The report offers a set of policy proposals “designed to push the program more comfortably into the sphere of reasonableness, ensuring that the program remains tied to its constitutionally legitimate core.”
For example, the board recommends that NSA and CIA analysts query Section 702 data using the names or email addresses of Americans “only if the query is based upon a statement of facts showing that it is reasonably likely to return foreign intelligence information.”
In contrast to the widespread questions about whether the NSA’s collection of calling records under Section 215 was a valuable anti-terror tool, U.S. intelligence officials and skeptical members of Congress have agreed that Section 702 has been responsible for disrupting a series of terrorist plots and achieving insights into the intentions of foreign adversaries.
The board said, “Monitoring terrorist networks under Section 702 has enabled the government to learn how they operate, and to understand their priorities, strategies, and tactics.” The programs have “led the government to identify previously unknown individuals who are involved in international terrorism, and it has played a key role in discovering and disrupting specific terrorist plots aimed at the United States and other countries,” it added.

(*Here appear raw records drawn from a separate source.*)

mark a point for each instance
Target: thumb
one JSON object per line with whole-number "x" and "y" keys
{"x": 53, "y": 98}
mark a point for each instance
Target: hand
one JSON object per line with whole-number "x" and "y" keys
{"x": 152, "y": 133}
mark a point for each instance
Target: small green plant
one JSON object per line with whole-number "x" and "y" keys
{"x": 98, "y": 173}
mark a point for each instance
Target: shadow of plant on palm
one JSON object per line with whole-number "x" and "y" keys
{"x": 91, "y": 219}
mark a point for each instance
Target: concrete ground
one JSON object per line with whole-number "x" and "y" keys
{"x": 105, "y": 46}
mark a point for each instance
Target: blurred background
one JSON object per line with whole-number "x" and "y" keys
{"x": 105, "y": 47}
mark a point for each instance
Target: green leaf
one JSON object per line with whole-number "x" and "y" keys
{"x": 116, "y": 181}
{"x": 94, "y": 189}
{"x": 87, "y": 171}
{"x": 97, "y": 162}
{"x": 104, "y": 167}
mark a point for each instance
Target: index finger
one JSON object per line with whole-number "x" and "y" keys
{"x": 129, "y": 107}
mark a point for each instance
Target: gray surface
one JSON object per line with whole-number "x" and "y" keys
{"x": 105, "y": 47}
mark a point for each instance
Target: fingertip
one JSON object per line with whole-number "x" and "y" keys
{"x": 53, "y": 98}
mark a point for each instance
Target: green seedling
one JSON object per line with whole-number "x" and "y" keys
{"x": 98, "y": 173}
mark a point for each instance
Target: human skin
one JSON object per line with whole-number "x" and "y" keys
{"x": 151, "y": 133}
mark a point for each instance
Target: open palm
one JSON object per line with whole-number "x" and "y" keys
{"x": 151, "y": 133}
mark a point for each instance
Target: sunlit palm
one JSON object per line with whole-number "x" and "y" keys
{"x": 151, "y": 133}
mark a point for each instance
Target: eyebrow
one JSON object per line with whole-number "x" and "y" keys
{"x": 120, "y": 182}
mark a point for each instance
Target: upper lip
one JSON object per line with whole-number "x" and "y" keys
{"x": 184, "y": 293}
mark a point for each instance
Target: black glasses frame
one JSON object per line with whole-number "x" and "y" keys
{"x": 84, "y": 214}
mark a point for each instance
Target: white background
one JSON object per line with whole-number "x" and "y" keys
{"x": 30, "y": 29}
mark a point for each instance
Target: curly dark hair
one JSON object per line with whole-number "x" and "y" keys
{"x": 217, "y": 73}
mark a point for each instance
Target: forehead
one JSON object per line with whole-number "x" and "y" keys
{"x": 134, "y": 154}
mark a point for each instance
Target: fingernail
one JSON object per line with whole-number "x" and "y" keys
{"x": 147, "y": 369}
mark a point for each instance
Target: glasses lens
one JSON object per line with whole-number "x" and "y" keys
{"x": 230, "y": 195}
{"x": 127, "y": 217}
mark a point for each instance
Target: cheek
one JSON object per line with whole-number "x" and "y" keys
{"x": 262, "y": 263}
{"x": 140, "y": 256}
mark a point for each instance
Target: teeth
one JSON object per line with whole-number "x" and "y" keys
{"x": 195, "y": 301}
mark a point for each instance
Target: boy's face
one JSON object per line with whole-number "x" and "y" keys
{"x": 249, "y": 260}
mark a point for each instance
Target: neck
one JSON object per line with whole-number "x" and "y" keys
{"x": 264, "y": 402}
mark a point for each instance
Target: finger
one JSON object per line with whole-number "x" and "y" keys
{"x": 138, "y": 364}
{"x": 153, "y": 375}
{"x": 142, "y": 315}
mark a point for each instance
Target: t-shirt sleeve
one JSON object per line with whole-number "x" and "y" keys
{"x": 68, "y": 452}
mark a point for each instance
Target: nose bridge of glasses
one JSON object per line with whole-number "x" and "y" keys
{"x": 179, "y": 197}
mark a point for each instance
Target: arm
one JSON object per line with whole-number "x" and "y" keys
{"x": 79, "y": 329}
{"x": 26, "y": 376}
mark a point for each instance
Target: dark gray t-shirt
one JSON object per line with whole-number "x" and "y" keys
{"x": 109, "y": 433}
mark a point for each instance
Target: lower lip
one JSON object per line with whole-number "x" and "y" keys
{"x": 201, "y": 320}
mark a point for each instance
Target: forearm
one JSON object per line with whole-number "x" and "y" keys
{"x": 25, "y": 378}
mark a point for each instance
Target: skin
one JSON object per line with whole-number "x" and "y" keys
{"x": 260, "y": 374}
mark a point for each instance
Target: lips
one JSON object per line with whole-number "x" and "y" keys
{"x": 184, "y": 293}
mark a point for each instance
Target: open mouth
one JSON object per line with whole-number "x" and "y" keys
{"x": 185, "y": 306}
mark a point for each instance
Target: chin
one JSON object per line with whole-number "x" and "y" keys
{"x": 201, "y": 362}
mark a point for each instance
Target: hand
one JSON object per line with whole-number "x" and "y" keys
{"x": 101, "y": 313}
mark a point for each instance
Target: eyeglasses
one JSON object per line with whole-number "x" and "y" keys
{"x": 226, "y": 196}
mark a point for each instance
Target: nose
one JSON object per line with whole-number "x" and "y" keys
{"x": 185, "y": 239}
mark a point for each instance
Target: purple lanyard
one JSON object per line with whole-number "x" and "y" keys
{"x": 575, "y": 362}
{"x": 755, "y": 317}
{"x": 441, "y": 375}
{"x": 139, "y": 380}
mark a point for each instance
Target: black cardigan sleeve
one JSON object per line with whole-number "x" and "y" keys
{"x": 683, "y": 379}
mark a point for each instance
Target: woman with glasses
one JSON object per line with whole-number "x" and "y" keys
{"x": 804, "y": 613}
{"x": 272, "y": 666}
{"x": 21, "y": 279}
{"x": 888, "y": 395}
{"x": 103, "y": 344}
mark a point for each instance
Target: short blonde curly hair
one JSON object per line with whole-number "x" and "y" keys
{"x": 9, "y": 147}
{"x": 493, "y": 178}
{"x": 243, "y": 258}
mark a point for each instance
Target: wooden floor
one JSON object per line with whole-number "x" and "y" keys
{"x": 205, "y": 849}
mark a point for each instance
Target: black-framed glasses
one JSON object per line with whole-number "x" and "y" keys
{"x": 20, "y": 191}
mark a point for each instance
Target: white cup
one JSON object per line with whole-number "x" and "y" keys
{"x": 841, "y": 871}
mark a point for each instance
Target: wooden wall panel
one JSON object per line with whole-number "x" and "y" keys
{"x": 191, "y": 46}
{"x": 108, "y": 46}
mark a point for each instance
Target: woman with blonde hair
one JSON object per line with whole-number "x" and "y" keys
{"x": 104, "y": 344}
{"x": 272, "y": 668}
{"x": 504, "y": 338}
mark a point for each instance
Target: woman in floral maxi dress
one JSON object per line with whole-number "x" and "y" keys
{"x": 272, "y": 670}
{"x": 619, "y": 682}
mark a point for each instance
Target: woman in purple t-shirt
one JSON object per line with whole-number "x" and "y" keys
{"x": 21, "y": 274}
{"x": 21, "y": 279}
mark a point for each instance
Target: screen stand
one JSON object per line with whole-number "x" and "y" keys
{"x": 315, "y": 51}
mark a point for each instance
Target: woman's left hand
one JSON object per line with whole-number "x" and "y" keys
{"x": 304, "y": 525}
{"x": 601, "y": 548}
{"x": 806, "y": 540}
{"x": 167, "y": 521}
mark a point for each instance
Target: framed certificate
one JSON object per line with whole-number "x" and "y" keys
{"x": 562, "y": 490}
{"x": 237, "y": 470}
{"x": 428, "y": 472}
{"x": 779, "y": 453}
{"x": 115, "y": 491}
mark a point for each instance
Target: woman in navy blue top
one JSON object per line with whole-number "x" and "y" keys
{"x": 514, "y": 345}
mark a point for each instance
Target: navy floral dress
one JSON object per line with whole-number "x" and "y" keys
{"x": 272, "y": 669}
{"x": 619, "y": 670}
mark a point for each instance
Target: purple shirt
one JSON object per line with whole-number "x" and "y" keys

The board is chaired by David Medine, a former lawyer for the Security and Exchange Commission and the Consumer Financial Protection Bureau.
Section 702 has its roots in the Terrorist Surveillance Program, a collection program President George W. Bush ordered after the 9/11 attacks without seeking a change in the law. After administration lawyers deemed aspects of it illegal, and after co-called warrantless wiretapping was disclosed in news reports, Congress essentially legalized the program in 2008.
Obama, then a senator running for president, voted in favor of the bill.
Much about how the government uses Section 702 information remains unknown, including the extent to which it is used to help authorities investigate and prosecute domestic law enforcement cases, such as drug cases, unrelated to terrorism or intelligence.